Many economic indicators now point to relatively mild price action in the short term for crypto markets.
The U.S. Federal Reserve’s likely 50 basis point rate hike at its next Federal Open Market Committee (FOMC) meeting on Dec. 14 would be an encouraging retreat from the more hawkish 75 bps increases that resulted from the FOMC's last four meetings. Inflation has been declining, although 50 bps is hardly dovish enough to return consumers wholeheartedly to riskier investments.
Yet, a decline in savings may offer even more compelling evidence of cryptos’ likely, continued calm.
Inflation growth has exceeded wage increases for nearly two years.
As shown in this graphic from Compound Advisers, prices continue to increase at a faster pace than incomes. Not surprisingly, this trend has led to sharp increases in U.S. revolving debt balances. In turn, the personal savings rate in the U.S. has fallen to its second-lowest rate in close to 60 years.

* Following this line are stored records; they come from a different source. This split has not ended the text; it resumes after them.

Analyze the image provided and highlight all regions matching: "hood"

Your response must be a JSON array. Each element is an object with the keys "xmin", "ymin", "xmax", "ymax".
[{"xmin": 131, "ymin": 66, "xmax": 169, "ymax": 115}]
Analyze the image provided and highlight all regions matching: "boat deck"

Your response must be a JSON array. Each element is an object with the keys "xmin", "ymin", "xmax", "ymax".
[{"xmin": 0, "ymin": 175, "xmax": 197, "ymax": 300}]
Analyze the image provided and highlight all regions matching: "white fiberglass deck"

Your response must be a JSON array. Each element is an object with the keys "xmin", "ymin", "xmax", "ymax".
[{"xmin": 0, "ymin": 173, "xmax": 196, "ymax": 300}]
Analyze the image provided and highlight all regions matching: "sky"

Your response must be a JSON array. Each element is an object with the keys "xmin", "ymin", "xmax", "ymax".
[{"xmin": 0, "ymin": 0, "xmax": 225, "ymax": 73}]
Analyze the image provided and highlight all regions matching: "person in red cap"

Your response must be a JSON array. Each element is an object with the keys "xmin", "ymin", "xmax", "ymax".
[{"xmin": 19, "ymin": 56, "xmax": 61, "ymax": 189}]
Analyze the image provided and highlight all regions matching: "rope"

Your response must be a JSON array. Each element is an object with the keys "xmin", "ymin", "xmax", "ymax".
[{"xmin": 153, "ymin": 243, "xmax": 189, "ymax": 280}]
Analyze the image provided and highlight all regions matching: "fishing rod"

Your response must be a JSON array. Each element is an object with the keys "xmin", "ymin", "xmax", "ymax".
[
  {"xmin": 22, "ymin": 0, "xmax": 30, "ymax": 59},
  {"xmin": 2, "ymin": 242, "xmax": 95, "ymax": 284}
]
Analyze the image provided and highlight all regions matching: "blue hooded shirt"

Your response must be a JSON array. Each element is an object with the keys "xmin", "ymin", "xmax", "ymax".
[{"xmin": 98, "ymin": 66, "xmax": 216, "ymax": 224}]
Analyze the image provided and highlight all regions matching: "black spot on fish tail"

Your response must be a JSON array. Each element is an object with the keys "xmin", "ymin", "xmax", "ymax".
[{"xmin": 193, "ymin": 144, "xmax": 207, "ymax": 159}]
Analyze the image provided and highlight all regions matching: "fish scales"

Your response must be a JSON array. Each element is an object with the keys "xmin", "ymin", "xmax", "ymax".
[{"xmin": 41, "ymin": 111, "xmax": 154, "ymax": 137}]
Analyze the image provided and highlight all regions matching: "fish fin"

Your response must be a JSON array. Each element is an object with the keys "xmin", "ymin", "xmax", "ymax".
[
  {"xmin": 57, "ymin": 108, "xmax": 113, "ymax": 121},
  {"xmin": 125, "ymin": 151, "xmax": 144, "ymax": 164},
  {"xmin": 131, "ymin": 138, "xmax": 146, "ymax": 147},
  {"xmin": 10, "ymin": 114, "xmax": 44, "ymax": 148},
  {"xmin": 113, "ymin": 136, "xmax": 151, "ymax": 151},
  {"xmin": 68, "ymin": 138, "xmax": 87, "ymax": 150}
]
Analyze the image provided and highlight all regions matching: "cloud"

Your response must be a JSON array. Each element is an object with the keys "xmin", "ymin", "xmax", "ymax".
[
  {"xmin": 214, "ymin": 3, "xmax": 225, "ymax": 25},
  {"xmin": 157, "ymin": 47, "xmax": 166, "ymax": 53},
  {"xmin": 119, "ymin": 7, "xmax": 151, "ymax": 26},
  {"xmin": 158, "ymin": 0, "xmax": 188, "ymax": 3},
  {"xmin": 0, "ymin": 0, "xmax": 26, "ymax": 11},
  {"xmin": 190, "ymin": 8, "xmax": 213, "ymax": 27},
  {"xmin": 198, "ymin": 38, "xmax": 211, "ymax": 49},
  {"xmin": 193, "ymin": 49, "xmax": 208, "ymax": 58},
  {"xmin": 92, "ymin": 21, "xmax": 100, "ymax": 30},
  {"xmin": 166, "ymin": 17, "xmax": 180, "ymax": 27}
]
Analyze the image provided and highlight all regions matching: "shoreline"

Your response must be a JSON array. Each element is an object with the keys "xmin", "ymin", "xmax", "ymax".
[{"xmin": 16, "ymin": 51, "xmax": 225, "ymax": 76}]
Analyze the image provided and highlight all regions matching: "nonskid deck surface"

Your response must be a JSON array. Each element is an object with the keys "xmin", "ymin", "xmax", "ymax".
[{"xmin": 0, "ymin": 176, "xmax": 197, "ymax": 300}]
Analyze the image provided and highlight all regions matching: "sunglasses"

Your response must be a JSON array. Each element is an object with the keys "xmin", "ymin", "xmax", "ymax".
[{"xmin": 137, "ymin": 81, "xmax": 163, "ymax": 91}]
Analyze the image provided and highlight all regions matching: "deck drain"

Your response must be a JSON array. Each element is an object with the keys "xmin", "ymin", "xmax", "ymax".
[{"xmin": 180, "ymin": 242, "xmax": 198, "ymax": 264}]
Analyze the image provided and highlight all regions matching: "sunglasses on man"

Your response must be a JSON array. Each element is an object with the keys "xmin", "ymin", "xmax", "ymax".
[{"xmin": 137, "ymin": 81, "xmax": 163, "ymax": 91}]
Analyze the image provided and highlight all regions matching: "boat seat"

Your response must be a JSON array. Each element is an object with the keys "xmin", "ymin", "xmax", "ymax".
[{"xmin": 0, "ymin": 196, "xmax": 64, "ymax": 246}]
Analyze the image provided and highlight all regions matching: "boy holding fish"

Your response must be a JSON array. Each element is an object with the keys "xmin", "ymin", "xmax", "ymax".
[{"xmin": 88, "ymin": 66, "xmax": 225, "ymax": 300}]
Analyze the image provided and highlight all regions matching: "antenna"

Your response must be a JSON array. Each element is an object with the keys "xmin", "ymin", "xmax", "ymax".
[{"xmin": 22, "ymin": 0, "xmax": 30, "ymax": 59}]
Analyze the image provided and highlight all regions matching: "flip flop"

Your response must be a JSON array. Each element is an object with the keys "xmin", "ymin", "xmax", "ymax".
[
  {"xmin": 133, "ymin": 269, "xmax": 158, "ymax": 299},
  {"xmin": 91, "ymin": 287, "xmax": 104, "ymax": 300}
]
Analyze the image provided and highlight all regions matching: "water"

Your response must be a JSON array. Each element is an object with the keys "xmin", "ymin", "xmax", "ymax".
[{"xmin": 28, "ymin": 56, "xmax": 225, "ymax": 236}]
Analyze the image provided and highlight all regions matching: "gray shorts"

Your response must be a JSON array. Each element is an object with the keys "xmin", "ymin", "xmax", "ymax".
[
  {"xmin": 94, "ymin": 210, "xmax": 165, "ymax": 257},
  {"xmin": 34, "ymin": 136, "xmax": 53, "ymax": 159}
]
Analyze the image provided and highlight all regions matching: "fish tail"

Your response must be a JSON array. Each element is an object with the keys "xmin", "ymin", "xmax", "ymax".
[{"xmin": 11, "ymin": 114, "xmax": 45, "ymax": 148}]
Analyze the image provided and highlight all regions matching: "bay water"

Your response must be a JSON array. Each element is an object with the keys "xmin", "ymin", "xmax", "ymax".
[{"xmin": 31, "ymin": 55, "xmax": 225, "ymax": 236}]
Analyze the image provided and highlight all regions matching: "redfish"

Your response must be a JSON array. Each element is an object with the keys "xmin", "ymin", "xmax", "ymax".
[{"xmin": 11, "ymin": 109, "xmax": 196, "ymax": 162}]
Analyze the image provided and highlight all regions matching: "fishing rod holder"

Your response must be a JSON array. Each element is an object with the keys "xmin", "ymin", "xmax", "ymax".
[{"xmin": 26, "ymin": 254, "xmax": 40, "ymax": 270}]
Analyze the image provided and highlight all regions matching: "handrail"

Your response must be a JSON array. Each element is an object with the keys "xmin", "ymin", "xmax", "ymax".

As retail investors comprise a sizable portion of crypto investors, the continued erosion of buying power will likely weigh upon bitcoin and ether prices. We face a cocktail of higher interest rates, decreased buying power and increased levels of debt.
I’d love to be able to write something other than “bitcoin prices look poised to trade in a range,” but that’s where we are. Over the past week, BTC and ETH prices have stabilized at about $17,000 and $1,300, respectively. Volatility for both (as measured by the Average True Range) has fallen 47% and 45%, respectively.
Momentum for both, as measured by their Relative Strength Index readings, is neutral as well, with both sitting at 50. Volume for both assets have trailed their respective 20-day moving averages, which implies a lack of trading interest.
So for all the noise and uncertainty surrounding crypto markets following the collapse of crypto exchange giant FTX and other industry debacles, crypto prices have remained quiet.
Whale investors to sell?
Part of that quiet is evident on-chain, when looking at the behavior of whale investors – those investors holding at least 1,000 BTC on centralized exchanges.
For example, upticks in whales sending BTC to exchanges between March and June, and October and November this year coincided with 50% and 14% decreases in BTC’s price during those periods.
Recently, whale net positions have flattened. This latest trend does not foreshadow bullishness in BTC prices but suggests that they will remain stable.